BOSTON A woman who was convicted of murder following a deadly fire but complained statements she made to police shouldn’t have been used against her will be retried, prosecutors said Tuesday.
The state’s highest court, finding that police didn’t honor the woman’s request for a lawyer, had ruled earlier in the day that prosecutors had to reduce the murder conviction or grant a new trial to the woman, who was blamed for setting a fire that killed a mother of four. The Supreme Judicial Court upheld Chiteara Thomas’ conviction for arson but said her first-degree murder conviction could not stand.
During Thomas’ 2010 trial, prosecutors said she used a cigarette lighter to start the 2006 fire after a dispute with a first-floor tenant. A third-floor tenant, Olinda Calderon, died of smoke inhalation, and several people were injured when they jumped from windows to escape.
Thomas, in her appeal, argued that the trial judge should have suppressed statements she made to Brockton police. She said she initially told police she wanted a lawyer but later agreed to talk to them without a lawyer after an officer implied that would be her chance to give her version of what happened.
The high court, which also overturned Thomas’ conviction on 13 counts of attempted murder related to residents of the building, agreed with her.
“Because the police officers here did not scrupulously honor the defendant’s right to cut off questioning until she had the benefit of counsel, and instead sought to persuade her to change her mind by suggesting that `lawyering up’ was costing her the opportunity to tell her side of the story, we conclude that … the statements the defendant made that day in response to that questioning should have been suppressed,” Justice Ralph Gants wrote.
Plymouth County District Attorney Timothy Cruz said prosecutors will retry Thomas on the murder and attempted-murder charges.
“This was a horrific fire that left victims, including small children, jumping from a burning building to save their lives,” he said. “There was overwhelming evidence that this defendant acted with deliberate premeditation to kill, including setting fire to a house filled with women and children at 5 o’clock in the morning.”

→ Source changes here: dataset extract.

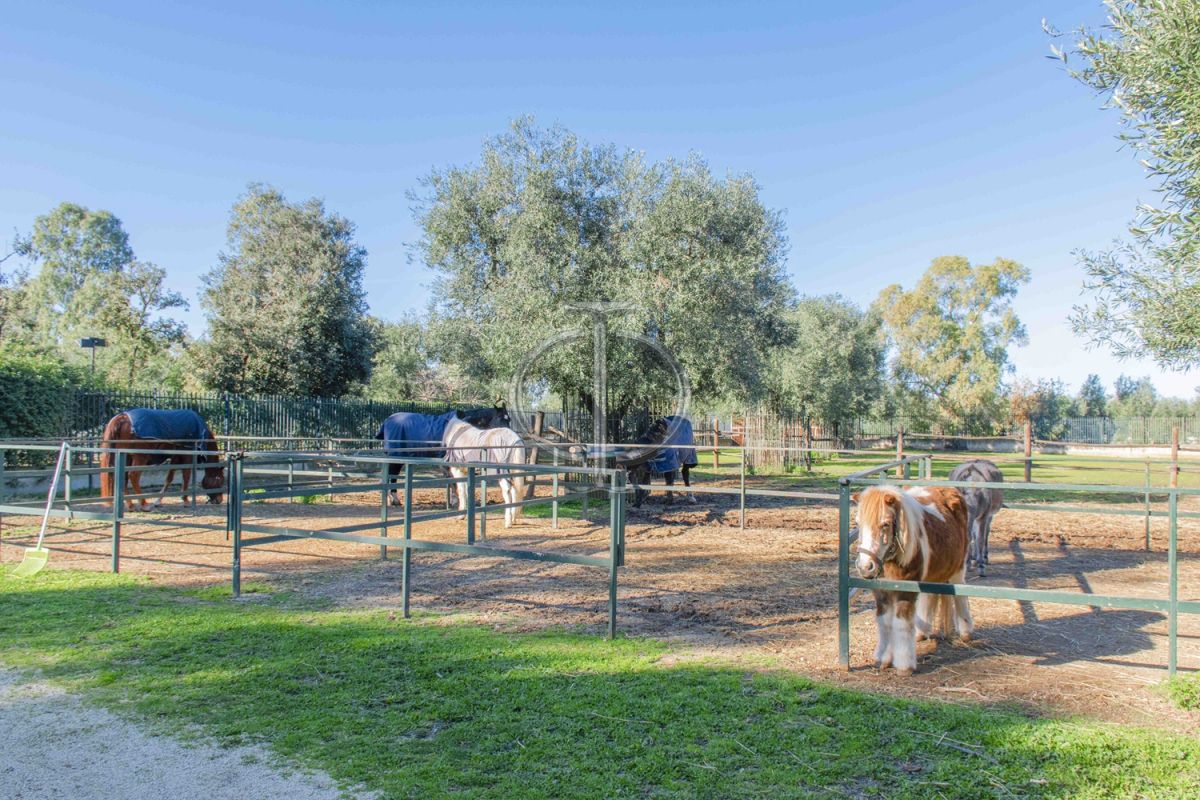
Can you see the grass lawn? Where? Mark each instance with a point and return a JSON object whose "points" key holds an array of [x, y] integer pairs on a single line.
{"points": [[437, 707], [1047, 469]]}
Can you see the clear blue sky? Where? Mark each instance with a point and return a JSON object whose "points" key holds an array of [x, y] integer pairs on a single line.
{"points": [[888, 132]]}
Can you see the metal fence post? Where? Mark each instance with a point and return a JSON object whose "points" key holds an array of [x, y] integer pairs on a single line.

Thomas’ appeals lawyer, William S. Smith, said police lured Thomas into speaking to them after she said she wanted a lawyer.
“Here, there was much that understandably troubled the court, including the officer’s having, very arguably, chastised my client for her having invoked her right to legal counsel by accusing her of having lawyered up,” Smith said.
Thomas was 22 and homeless at the time of the fire. The first-floor tenant, Michelle Johnson, sometimes allowed Thomas and her boyfriend to stay in her apartment but had told Thomas to move out.
Thomas, angry that Johnson was preventing her from living with her boyfriend, repeatedly threatened to kill her and burn the house down, according to testimony at her trial.
On the day of the fire, a neighbor saw Thomas reach into a window on the first floor and then saw a reddish-orange glow from the windows and saw Thomas running away, according to testimony.